As I read the post, I annoyingly laughed, as I could relate, to being asked that same “insensitive or stupid” question. However, mine was worded differently.
“Is he slow or smart like the guy in the Rain Man?”
Hummm!!! There is just something about that question that doesn’t feel or sound right?
So, of course, as my mind works, I decided to write about this very thing. I quickly jotted down things people SHOULD NOT SAY TO PARENTS OF CHILDREN WITH SPECIAL NEEDS (and yes, I’m screaming).
As I wrote, the the short list became long, extremely long. So, I decided tonarrow it down to 12 things that people have asked me or said to me in the past 22 years of my child’s life. Perhaps some people can relate, as well to these things….
1- “What’s Wrong with him?”
2- Is he on the slower side of autism or the smarter side of autism?
3- Is he smart, like Dustin Hoffman’s character in the movie Rain Man? Is he able to do math really good?
4- “Poor Baby!” (In that voice that makes it sound as if my son’s life is over)
5- “I feel sorry for you and him.”
6- “He’s both deaf and blind! What a sad life!”
7- “Did you know that he was going to be, “Born like that”, while you were pregnant.” (I actually wrote a blog post about this)
8- “If you would have known that he was going to be, “Born Like that”, would you have had him?”
9- “Why does He look like that?”
10- Does he always make that noise? Can he stop making that noise?
11 – “You must be upset and devastated that this happened?”
12- “You need to pray for your son “more”, so he can be healed.”
Grrrrrr! (Yes, I’m saying this as I’m typing)
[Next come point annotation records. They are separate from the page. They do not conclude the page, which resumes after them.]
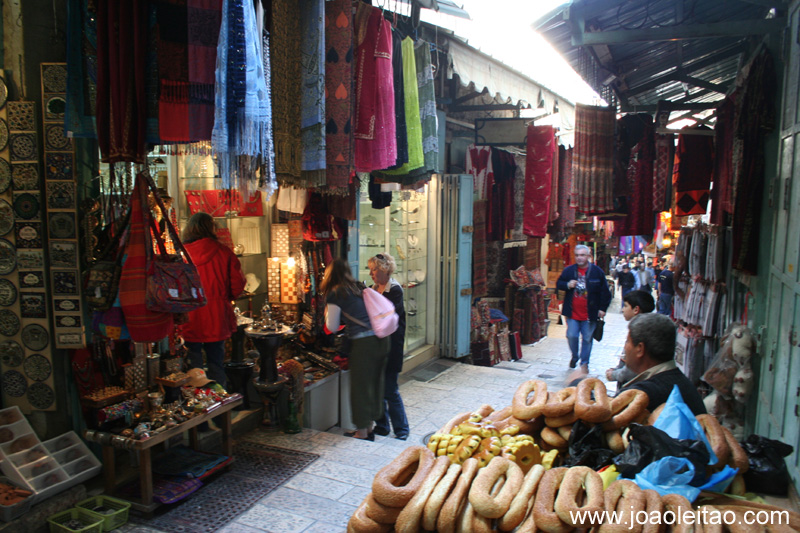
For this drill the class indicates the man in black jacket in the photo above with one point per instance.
(587, 299)
(650, 352)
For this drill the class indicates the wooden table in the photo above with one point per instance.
(144, 447)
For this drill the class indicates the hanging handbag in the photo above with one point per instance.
(101, 279)
(173, 285)
(598, 330)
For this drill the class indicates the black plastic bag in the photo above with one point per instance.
(588, 447)
(649, 444)
(767, 472)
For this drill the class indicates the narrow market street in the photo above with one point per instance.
(324, 496)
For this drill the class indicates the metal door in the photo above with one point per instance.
(779, 386)
(456, 264)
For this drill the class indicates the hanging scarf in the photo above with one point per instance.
(243, 114)
(339, 92)
(313, 92)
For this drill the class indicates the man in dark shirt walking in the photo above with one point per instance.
(666, 291)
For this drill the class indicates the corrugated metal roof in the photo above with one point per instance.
(710, 44)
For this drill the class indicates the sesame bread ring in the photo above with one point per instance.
(436, 500)
(361, 523)
(558, 421)
(455, 502)
(738, 458)
(716, 437)
(551, 437)
(544, 513)
(453, 422)
(653, 507)
(560, 404)
(380, 513)
(388, 487)
(626, 498)
(410, 518)
(627, 407)
(524, 408)
(480, 493)
(580, 483)
(523, 501)
(595, 410)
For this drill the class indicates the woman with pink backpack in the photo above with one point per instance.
(368, 353)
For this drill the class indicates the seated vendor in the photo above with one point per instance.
(650, 353)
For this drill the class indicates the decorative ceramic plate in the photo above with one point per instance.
(25, 176)
(5, 175)
(3, 92)
(54, 77)
(21, 116)
(29, 234)
(11, 353)
(37, 367)
(33, 304)
(62, 225)
(35, 337)
(6, 217)
(8, 257)
(14, 383)
(23, 147)
(30, 259)
(26, 205)
(40, 396)
(59, 166)
(8, 292)
(9, 322)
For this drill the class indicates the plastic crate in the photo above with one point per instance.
(91, 524)
(10, 512)
(111, 520)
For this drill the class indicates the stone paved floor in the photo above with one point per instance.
(323, 497)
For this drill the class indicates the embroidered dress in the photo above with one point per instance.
(374, 127)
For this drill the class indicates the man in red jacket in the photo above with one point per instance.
(221, 275)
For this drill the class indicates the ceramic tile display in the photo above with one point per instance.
(60, 200)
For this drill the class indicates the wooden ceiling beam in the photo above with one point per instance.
(734, 28)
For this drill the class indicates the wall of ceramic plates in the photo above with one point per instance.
(26, 362)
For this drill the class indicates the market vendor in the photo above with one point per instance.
(650, 353)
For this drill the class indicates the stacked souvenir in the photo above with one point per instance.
(523, 468)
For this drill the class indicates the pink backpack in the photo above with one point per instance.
(382, 315)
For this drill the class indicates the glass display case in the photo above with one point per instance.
(401, 230)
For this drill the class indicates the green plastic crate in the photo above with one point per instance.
(111, 520)
(91, 524)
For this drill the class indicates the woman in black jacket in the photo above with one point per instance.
(381, 268)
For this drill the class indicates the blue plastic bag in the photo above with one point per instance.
(669, 475)
(678, 421)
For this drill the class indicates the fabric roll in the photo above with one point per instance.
(339, 94)
(542, 153)
(312, 101)
(592, 159)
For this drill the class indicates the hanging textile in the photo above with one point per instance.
(243, 110)
(662, 173)
(592, 163)
(122, 40)
(694, 163)
(286, 96)
(374, 127)
(542, 157)
(479, 164)
(186, 68)
(756, 118)
(416, 159)
(723, 161)
(338, 91)
(313, 92)
(79, 119)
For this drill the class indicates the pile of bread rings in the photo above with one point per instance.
(485, 471)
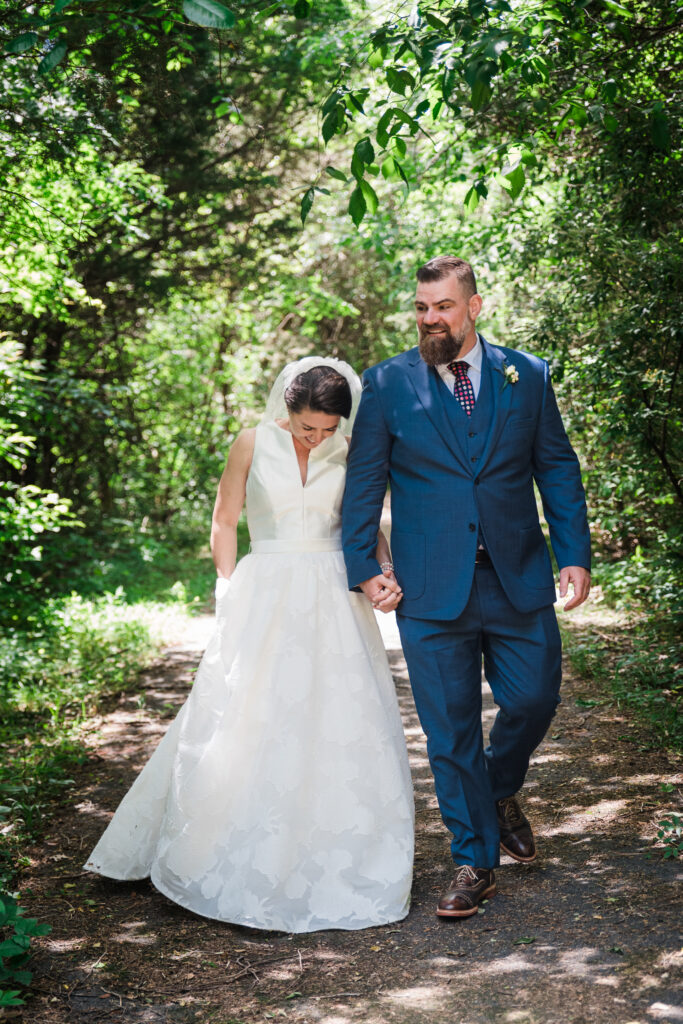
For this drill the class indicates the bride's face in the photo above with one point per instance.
(311, 428)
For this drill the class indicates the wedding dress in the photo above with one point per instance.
(281, 796)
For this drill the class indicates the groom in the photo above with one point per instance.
(461, 430)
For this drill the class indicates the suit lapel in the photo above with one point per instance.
(501, 396)
(426, 385)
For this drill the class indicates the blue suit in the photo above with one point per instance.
(458, 483)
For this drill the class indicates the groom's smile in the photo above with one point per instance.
(445, 315)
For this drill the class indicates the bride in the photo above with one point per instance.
(281, 796)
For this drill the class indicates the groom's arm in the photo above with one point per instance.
(557, 474)
(367, 475)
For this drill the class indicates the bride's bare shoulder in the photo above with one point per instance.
(242, 449)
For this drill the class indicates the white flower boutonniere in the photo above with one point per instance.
(510, 375)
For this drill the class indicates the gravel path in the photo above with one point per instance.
(590, 933)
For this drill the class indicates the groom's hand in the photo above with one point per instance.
(383, 592)
(581, 581)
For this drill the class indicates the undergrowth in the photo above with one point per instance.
(641, 663)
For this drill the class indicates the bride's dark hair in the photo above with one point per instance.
(322, 389)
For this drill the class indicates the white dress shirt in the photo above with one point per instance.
(473, 359)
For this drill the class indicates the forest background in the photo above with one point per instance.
(157, 163)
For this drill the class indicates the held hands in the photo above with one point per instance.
(580, 580)
(383, 591)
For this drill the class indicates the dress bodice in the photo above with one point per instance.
(279, 506)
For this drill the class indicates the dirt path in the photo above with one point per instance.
(591, 933)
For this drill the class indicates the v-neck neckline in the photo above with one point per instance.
(292, 448)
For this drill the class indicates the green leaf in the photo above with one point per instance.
(471, 200)
(10, 998)
(331, 101)
(52, 58)
(331, 123)
(389, 169)
(334, 173)
(357, 206)
(306, 203)
(434, 22)
(515, 179)
(208, 13)
(365, 151)
(357, 167)
(616, 8)
(22, 43)
(370, 196)
(382, 131)
(399, 80)
(481, 93)
(609, 90)
(659, 129)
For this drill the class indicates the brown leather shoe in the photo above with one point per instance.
(516, 835)
(469, 887)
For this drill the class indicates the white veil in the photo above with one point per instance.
(275, 408)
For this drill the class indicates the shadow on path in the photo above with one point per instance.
(591, 933)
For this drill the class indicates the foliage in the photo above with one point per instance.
(513, 81)
(639, 663)
(27, 512)
(15, 932)
(51, 680)
(670, 835)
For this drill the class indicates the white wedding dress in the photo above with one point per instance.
(281, 796)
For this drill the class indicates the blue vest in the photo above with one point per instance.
(470, 431)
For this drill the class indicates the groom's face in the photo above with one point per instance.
(445, 317)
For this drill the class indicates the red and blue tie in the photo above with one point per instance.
(463, 389)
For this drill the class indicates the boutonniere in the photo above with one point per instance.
(510, 374)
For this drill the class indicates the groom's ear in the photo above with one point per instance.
(474, 306)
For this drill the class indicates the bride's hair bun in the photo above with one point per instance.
(323, 389)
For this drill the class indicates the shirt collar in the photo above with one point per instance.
(473, 357)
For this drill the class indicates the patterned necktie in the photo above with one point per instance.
(463, 389)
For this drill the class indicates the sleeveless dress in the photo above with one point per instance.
(281, 796)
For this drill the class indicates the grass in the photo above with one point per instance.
(74, 649)
(639, 660)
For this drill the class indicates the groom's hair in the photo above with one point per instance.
(442, 266)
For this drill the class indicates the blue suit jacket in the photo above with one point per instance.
(440, 503)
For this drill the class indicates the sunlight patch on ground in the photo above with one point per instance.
(419, 997)
(61, 945)
(545, 758)
(578, 817)
(665, 1012)
(509, 965)
(578, 963)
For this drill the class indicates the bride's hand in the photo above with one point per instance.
(383, 592)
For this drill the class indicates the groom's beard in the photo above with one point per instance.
(439, 349)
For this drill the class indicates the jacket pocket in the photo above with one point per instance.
(408, 551)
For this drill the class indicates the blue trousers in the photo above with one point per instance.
(522, 665)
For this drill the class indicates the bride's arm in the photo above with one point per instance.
(382, 553)
(229, 501)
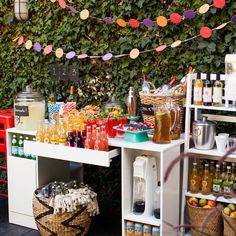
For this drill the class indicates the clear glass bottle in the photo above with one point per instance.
(198, 90)
(206, 181)
(228, 183)
(217, 91)
(207, 91)
(217, 181)
(194, 179)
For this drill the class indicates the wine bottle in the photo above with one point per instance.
(207, 91)
(197, 90)
(217, 91)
As I reviewed these “12 things NOT to say”, I can clearly recall the feeling when they were said to me. Number 4, 5, and 6, were actually said by a psychologist who was evaluating Nate for wraparound services. Her face seemed to be sympathetic, but her words felt condescending and hurtful. After the evaluation ended, I walked to my car feeling horrible, as I pushed Nate in his stroller. I turned to Nate’s Behavior Specialist and loudly asked, “Did that woman really say that? What does she mean…what a sad life? My life isn’t sad.” Suffice to say, I requested a new psychologist who was less demeaning and more sensitive.
And, please understand, that I am not listing these questions or remarks, to shame others. Not at all! This post is about awareness. Perhaps the person who said these things did not know how their remarks sound or feel to the person on the receiving end. Or just maybe, people are not aware of the correct language to use and how it should be conveyed.
Yet, now that I have brought this issue to the forefront, it is the responsibility of everyone to choose their words correctly. Being careful not to use language that is offensive, but sensitive to parents of children with special needs.